Les enfants grandissent trop vite

21 Juin

Certes, le titre s’apparente à un gros cliché … « il n’y a vraiment plus de jeunesse »!Mais malheureusement, les faits sont là.

Il fut un temps où je travaillais à la cantine d’une école primaire (j’étais alors la grosse dame qui forçait les enfants à manger leurs épinards!). Et bien laissez-moi vous dire que j’y ai entendu des choses étonnantes!

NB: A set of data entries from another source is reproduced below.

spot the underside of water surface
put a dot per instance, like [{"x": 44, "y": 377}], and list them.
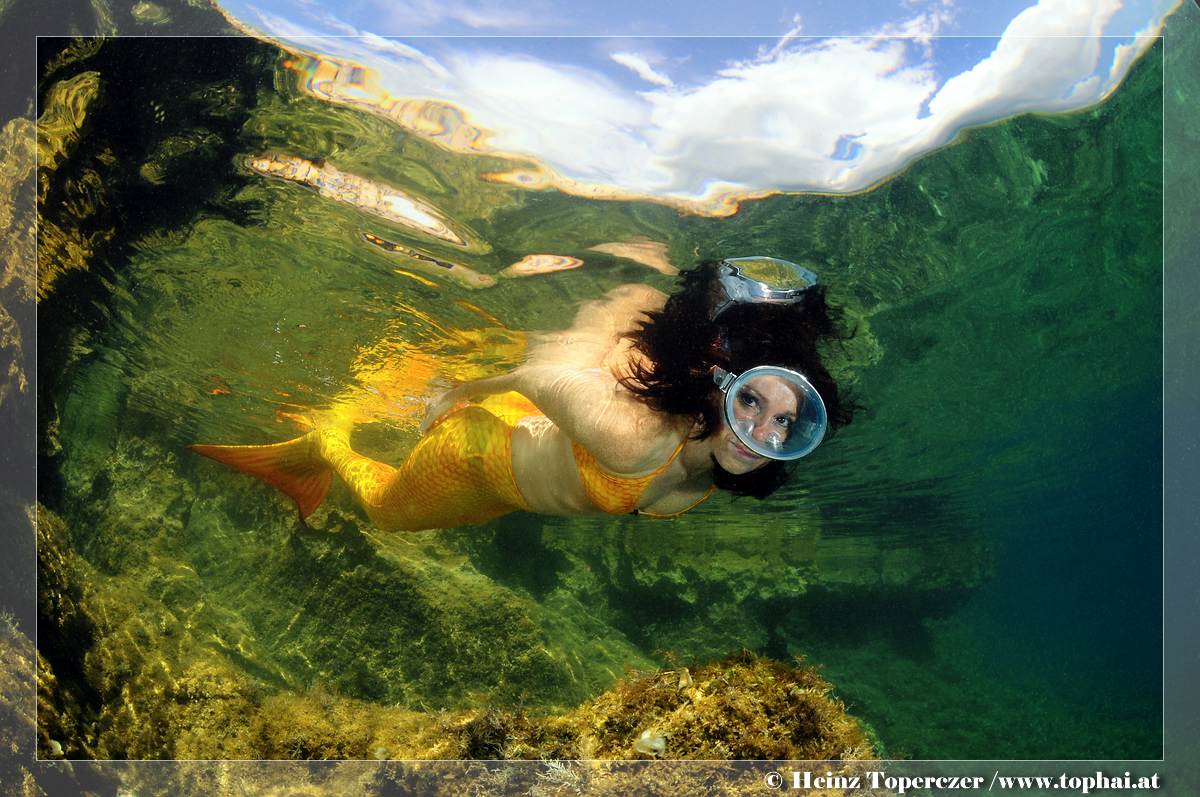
[{"x": 973, "y": 564}]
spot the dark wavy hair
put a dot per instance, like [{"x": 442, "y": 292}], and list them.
[{"x": 681, "y": 345}]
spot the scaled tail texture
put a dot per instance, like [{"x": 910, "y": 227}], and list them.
[{"x": 294, "y": 468}]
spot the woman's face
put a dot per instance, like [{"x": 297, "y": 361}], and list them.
[{"x": 765, "y": 408}]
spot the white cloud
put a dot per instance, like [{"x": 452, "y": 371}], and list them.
[
  {"x": 480, "y": 15},
  {"x": 772, "y": 123},
  {"x": 642, "y": 69}
]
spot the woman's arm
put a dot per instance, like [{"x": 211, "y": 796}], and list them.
[{"x": 598, "y": 328}]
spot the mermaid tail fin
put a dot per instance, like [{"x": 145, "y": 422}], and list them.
[{"x": 294, "y": 468}]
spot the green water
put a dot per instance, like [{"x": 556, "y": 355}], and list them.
[{"x": 975, "y": 561}]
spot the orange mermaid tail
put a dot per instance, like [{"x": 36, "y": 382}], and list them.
[
  {"x": 294, "y": 468},
  {"x": 460, "y": 473}
]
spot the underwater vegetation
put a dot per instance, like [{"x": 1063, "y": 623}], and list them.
[{"x": 186, "y": 613}]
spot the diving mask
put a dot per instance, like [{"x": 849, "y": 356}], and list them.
[
  {"x": 774, "y": 412},
  {"x": 759, "y": 280}
]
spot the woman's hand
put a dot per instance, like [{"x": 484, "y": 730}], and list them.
[{"x": 438, "y": 405}]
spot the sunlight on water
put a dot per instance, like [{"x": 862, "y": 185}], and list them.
[{"x": 305, "y": 261}]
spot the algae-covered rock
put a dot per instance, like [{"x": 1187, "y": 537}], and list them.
[{"x": 742, "y": 707}]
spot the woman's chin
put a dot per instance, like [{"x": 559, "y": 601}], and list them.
[{"x": 737, "y": 462}]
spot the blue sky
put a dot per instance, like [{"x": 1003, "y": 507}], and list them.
[{"x": 697, "y": 101}]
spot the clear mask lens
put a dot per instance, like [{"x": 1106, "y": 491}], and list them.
[{"x": 775, "y": 412}]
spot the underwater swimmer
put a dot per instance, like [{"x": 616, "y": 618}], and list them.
[{"x": 646, "y": 405}]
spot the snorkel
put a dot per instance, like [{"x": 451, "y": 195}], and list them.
[{"x": 773, "y": 411}]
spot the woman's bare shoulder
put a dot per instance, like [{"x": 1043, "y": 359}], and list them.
[{"x": 619, "y": 310}]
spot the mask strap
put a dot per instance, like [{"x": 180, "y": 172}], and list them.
[{"x": 721, "y": 377}]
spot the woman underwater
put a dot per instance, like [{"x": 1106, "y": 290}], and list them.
[{"x": 647, "y": 405}]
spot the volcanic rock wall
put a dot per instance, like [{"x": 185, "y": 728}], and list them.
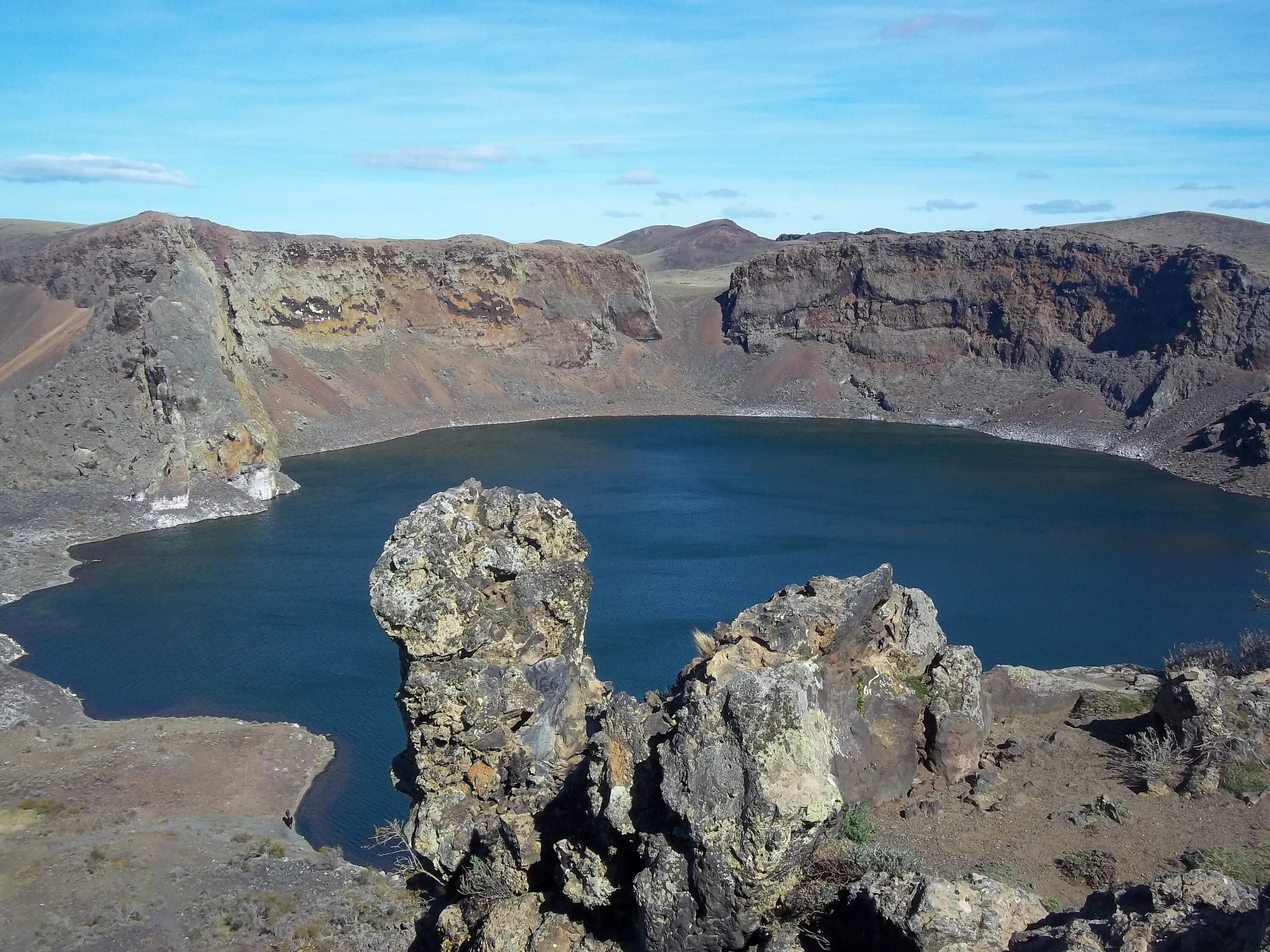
[{"x": 981, "y": 313}]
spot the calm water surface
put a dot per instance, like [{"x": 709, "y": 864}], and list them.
[{"x": 1034, "y": 555}]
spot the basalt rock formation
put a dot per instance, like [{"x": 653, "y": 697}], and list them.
[
  {"x": 680, "y": 820},
  {"x": 915, "y": 315}
]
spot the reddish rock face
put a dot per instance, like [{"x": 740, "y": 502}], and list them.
[{"x": 1043, "y": 300}]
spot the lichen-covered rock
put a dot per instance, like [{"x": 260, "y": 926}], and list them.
[
  {"x": 1194, "y": 912},
  {"x": 1014, "y": 691},
  {"x": 929, "y": 914},
  {"x": 486, "y": 593}
]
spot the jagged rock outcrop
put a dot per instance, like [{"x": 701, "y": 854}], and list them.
[
  {"x": 1242, "y": 433},
  {"x": 1015, "y": 691},
  {"x": 914, "y": 913},
  {"x": 1195, "y": 911},
  {"x": 486, "y": 594},
  {"x": 686, "y": 817}
]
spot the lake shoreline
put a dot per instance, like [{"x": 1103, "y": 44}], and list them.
[{"x": 45, "y": 539}]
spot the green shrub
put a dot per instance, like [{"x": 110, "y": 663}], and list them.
[
  {"x": 45, "y": 806},
  {"x": 1250, "y": 864},
  {"x": 1244, "y": 777},
  {"x": 858, "y": 824},
  {"x": 917, "y": 685},
  {"x": 1212, "y": 655}
]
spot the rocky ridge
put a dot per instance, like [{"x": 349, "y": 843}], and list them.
[{"x": 155, "y": 371}]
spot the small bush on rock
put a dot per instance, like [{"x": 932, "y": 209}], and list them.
[
  {"x": 1254, "y": 652},
  {"x": 1211, "y": 655},
  {"x": 1156, "y": 757},
  {"x": 1244, "y": 777}
]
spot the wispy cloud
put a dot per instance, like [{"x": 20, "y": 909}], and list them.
[
  {"x": 635, "y": 177},
  {"x": 917, "y": 26},
  {"x": 944, "y": 205},
  {"x": 1240, "y": 204},
  {"x": 1197, "y": 187},
  {"x": 437, "y": 158},
  {"x": 89, "y": 168},
  {"x": 745, "y": 210},
  {"x": 1067, "y": 206},
  {"x": 592, "y": 150}
]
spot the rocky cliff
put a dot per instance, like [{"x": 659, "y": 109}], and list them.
[
  {"x": 153, "y": 370},
  {"x": 972, "y": 325}
]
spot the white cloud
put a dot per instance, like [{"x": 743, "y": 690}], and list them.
[
  {"x": 635, "y": 177},
  {"x": 745, "y": 210},
  {"x": 670, "y": 198},
  {"x": 1240, "y": 204},
  {"x": 592, "y": 150},
  {"x": 944, "y": 205},
  {"x": 917, "y": 26},
  {"x": 437, "y": 158},
  {"x": 89, "y": 168},
  {"x": 1197, "y": 187},
  {"x": 1067, "y": 206}
]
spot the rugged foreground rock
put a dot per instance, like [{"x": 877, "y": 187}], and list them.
[
  {"x": 689, "y": 815},
  {"x": 553, "y": 813}
]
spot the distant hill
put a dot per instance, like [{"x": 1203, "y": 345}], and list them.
[
  {"x": 712, "y": 244},
  {"x": 1239, "y": 238}
]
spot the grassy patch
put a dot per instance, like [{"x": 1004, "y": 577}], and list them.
[
  {"x": 1250, "y": 864},
  {"x": 1245, "y": 777},
  {"x": 44, "y": 806}
]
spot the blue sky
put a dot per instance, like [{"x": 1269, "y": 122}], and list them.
[{"x": 586, "y": 120}]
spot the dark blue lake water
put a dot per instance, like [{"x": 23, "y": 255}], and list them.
[{"x": 1034, "y": 555}]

Lors de la distribution de la énième tournée de pain (parce qu’il faut le dire, au fond, le pain était l’aliment le plus gastronomique de la cantine), j’ai entendu un garçon de CM2 dire à ses copains : »Hum…Je lui toucherais bien le cul à celle là! » Je vous rassure il ne parlait pas de moi mais de ma collègue quinquagénaire! (Bon, ok sur le coup j’ai peut être été un peu vexée). Il n’en reste pas moins que cette phrase sortie de cette toute petite bouche a choqué mon esprit innocent.

Puis, quelques années après,  je découvre l’entière vérité : les enfants savent à partir de 4 ans qu’avoir 10 pièces d’une certaine valeur peut être moins bien qu’avoir un seul billet, ils connaissent le sens du mot fellation à 8 ans, ils veulent un Iphone 4S à 10 ans et vous demandent des clopes dans la rue à 12! (Et je n’exagère pas du tout, ils sont vraiment tous comme ça! #ironie)

Mais si on y réfléchit, parfois c’est un mal pour un bien. Personnellement je trouve qu’un Iphone 4S serait bien plus utile à un enfant. Après tout, il pourrait appeler les secours quand il est sur le point de mourir de déshydratation sur le parking du supermarché; il pourrait retrouver son chemin par GPS quand on l’oublie à l’école, il n’aurait qu’à s’inscrire sur adoptedescopainscopines.com lorsque ses parents déménagent, il pourrait noter les week end chez papa et les semaines chez maman dans son agenda et il enverrait directement des MMS carte postale à la maitresse au lieu de devoir raconter ses vacances devant toute la classe à chaque rentrée.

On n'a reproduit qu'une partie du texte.